Samsung has increased its dividend payments for three consecutive years. Businesses with a long history of dividend increases tend to outperform the market as they have strong businesses franchises which give them the ability to increase their dividend payments year after year.
The company's shareholders should look to Apple to see how using excess cash can drive shareholder return. Apple's stock is up about 75% since its first dividend increase in May of 2013. Samsung shareholders should expect a rise in the company's stock price if Samsung continues to use its cash pile to reward shareholders.
Samsung needs to do something to keep shareholders interested and cash disbursement might be it. The company saw third-quarter profits fall by 50% versus the same period a year ago. Total sales declined 20%. Samsung's results suffered due to weakness in its consumer electronics and IT/Mobile divisions. Sales were down nearly 35% in its mobile division as the company saw its market share in smartphones drop to 23.8% in the third quarter of 2014 from 32.5% in the third quarter of 2013.

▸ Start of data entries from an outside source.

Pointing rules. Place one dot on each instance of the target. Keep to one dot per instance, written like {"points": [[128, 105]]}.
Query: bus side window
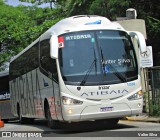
{"points": [[46, 62]]}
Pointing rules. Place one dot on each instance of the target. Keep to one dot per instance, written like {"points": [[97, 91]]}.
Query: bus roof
{"points": [[83, 22]]}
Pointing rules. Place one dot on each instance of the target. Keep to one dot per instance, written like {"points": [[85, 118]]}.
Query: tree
{"points": [[22, 25]]}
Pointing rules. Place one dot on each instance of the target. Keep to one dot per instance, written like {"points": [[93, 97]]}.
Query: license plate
{"points": [[105, 109]]}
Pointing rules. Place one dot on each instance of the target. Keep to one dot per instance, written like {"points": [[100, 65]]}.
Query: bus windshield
{"points": [[97, 57]]}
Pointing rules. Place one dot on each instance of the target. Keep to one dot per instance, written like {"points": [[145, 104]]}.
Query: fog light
{"points": [[70, 111]]}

Bad news has sunk the company's share price this year. Samsung is currently trading at a price-to-earnings ratio of just 8. This is extremely low for a company that is still the industry leader in smartphone market share. Samsung's low price-to-earnings ratio and recent price declines from poor results create an attractive entry point for potential investors. The company's plans to reward shareholders with rising dividends and share repurchases could be the catalyst the company's stock needs to see its price-to-earnings ratio revise upwards.